In his first interview since what he called "that tragic day", Gallant said he went to investigate after he heard noises from a lower floor of the building.
"I could tell something was wrong and had to help," he told PA news agency.
"I saw injured people. Khan was stood in the foyer with two large knives in his hands."
"He was a clear danger to all, so I didn't hesitate."
Last month, civil servant Darryn Frost described how a man - now identified as Gallant - used a wooden chair to keep the knifeman at bay, before throwing it at Khan when he revealed his suicide belt, which was later shown to be fake.
Mr Frost said he then handed Gallant a narwhal tusk, which he had found on a nearby wall display, as Khan "started running towards him (Gallant) with knives raised above his head".
Gallant has offered "special thanks" to Mr Frost. "Had he not passed me the narwhal tusk at that crucial moment, not only could I have been killed, the situation could have been even worse," he said.
He also described reformed ex-prisoner John Crilly, who used a fire extinguisher to help subdue Khan, and a chef - known only as Lukasz - who was stabbed five times when he stepped in to help, as "extremely brave".
Gallant was jailed, alongside his accomplice James Gilligan, in 2005 for carrying out a fatal attack on 33-year-old former firefighter Mr Jackson.
During their trial, Hull Crown Court heard the attack was carried out because Gallant wrongly believed Mr Jackson had attacked his girlfriend.
"Nobody has the right to take another's life and I offer my sincere apologies to my victim's family for the hurt caused," Gallant said.
"I can never bring that life back, and it is right that I was handed a severe penalty for my actions.
"Once I'd accepted my punishment, I decided to seek help.
"When you go to prison, you lose control of your life.

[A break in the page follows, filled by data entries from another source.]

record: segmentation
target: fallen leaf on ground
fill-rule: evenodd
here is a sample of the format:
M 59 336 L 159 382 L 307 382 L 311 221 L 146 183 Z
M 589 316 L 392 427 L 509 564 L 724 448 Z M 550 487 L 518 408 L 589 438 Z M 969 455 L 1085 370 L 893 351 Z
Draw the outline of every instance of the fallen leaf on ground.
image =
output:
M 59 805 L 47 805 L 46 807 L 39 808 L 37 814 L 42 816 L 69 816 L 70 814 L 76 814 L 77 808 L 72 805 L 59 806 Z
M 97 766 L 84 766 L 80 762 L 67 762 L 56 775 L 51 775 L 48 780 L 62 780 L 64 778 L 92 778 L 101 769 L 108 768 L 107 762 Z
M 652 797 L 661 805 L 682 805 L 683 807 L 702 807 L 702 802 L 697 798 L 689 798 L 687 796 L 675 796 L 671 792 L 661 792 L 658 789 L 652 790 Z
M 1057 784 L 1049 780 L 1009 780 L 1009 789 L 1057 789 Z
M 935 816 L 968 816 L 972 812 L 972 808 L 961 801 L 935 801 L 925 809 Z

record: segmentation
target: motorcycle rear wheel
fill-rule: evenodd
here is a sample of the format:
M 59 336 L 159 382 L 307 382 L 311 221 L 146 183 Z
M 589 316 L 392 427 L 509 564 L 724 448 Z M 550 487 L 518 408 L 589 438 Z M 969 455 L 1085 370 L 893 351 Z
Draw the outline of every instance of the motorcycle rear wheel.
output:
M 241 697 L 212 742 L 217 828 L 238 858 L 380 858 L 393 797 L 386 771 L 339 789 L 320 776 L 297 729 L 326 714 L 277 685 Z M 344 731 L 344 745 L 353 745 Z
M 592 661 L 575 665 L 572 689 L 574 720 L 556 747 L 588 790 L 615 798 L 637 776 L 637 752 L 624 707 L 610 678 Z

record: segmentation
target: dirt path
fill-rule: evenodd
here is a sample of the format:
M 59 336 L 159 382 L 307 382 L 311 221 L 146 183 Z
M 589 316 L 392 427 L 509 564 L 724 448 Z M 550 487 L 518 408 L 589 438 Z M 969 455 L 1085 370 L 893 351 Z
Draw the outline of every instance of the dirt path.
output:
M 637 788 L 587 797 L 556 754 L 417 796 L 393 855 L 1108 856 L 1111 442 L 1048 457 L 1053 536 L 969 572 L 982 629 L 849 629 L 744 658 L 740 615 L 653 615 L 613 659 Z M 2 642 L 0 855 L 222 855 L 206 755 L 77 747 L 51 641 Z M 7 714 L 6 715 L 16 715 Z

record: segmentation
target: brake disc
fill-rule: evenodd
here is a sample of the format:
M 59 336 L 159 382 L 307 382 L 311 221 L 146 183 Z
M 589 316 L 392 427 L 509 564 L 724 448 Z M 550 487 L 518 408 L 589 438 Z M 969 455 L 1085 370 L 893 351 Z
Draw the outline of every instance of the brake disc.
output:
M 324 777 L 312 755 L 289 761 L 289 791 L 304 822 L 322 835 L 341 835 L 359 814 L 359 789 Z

Your own future relies on the decisions of others.
"Bettering yourself becomes one of the few things you can do while reducing the existing burden on society."
Since going to prison, Gallant, who will be eligible for parole in 2022 subject to approval, has "vowed never to turn to violence again".
He has since learned to read and write, is studying for a business studies degree and was taking part in the Learning Together rehabilitation project, which was hosting the event at which Khan struck.
He said the deaths of course co-ordinators Mr Merritt, who he met in 2016, and Miss Jones were an "unbearable blow" and the "sense of loss is immense".
Gallant described Mr Merritt as a "role model and friend".
He said: "Jack didn't care who you were: he cared about you and your future; he saw who you could become and did not define you by your past. I will miss him badly."
Miss Jones, he said, was "highly respected and loved" by those involved with the course.
He added that he was "certain" the pair would wish for the Learning Together programme to continue.